Budget Travel Magazinecalled Historic East Nashville “Nashville’s version of New York’s East Village,” and with the culture, art, dining and shopping it’s easy to see the correlation. A neighborhood rife with revitalization, East Nashville lies directly east of downtown just across the Cumberland River. Locals enjoy the trendy Five Points area, with hotspots like Batter’d & Fried restaurant, Beyond the Edge sports bar and the Art & Invention Gallery.
Given its historic nature, it’s no surprise that most homes here date back to the early- to mid-1900s. Homes of the size and common amenities of today can be found generally for $200,000-$300,000+, with occasional homes found for less, such as 1003 Preston Dr. listed at $159,900.

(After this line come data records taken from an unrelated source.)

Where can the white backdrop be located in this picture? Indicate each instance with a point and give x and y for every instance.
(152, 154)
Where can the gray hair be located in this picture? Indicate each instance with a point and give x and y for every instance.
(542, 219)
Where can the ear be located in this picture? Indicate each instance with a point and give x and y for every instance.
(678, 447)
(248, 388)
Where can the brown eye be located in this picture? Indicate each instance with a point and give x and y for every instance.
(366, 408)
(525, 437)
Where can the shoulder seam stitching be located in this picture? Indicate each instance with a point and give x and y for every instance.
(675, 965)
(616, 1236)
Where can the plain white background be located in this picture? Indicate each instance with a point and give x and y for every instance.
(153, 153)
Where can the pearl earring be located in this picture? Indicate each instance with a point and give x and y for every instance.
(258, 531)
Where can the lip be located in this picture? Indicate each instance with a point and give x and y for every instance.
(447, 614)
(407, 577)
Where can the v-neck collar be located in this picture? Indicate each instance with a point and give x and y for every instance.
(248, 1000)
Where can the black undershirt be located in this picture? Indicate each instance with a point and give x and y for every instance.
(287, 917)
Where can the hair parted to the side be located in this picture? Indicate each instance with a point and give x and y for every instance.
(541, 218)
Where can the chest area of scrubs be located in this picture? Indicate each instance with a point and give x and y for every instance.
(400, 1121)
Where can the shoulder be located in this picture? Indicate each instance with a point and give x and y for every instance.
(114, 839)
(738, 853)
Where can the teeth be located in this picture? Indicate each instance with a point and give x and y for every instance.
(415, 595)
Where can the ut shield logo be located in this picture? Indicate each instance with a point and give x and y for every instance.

From the eastside to the westside, the 37221 zip code represents Nashville’s Bellevue area, located about 10 miles west of downtown on I-40. What started as a small farm community along the Harpeth River in the 1950s has become a suburban destination for many Nashvillians of the 2000s. Bellevue retailers include Publix and Kroger grocery centers, Sears, Home Depot and more.
Given its suburban location, it’s not surprising to see price-per-square-foot a bit more affordable in Bellevue, with homes ranging from around $90/sf as in the case of 1321 Westvale Dr. ($195,900), to $120/sf as in the case of the to-be-built home at 7080 Northridge ($249,900).
Located southeast of town between I-24 and I-40 is another former farm community – Antioch. With its convenience to two major interstates and an abundance of chain retailers and restaurants including Target, Wal-Mart, Best Buy, Home Depot, Red Lobster, Olive Garden, Logan’s Roadhouse, TGI Friday’s and more, Antioch is an economical suburban residence for Nashville transplants and young families.
Recently-built homes with standard features can be found for as low as $60-$70/sf, such as the all-brick 4125 E. Highlander Ct. listed at $140,000. Prices range up to $95-$100/sf (6609 Broken Bow Dr.; $195,000), but generally don’t exceed that price point for our “standard” home in Antioch.
North of town on I-65 is Madison, an ethnically-rich community that helps bridge northeastern townships like Gallatin, Hendersonville and Goodlettsville to the heart of Nashville.
The 37115 zip code boasts home prices similar to Antioch, with older homes built in the 1950s and 1960s and featuring our standard amenities priced around $150,000 (705 Evergreen Trl.) and homes built in the past decade priced around $200,000 (1937 Nancy Beth Dr.).
At Davidson County’s easternmost edge, before crossing into Wilson County, is Hermitage, named after President Andrew Jackson’s home which stands in the community. Hermitage is a short drive east on I-40 and is a fine example of suburban sprawl.
While deals can be found in the 37076 zip code – just like any other – homes matching our classification of “standard” commonly price between $185,000-$250,000. Examples include 6205 Hampton Hall Way, listed at $184,900, and 6504 Lampe Ct., available for $245,900.
The price of today’s standard home varies across our great city. But with options as varied as the economical locations of Antioch and Madison to slightly-pricier locales such as Bellevue and Hermitage to coveted and historic zip codes like East Nashville and Green Hills, Nashville has something for every home buyer. In the next edition, we’ll venture outside of Davidson County to examine the price of “standard” in our neighboring communities.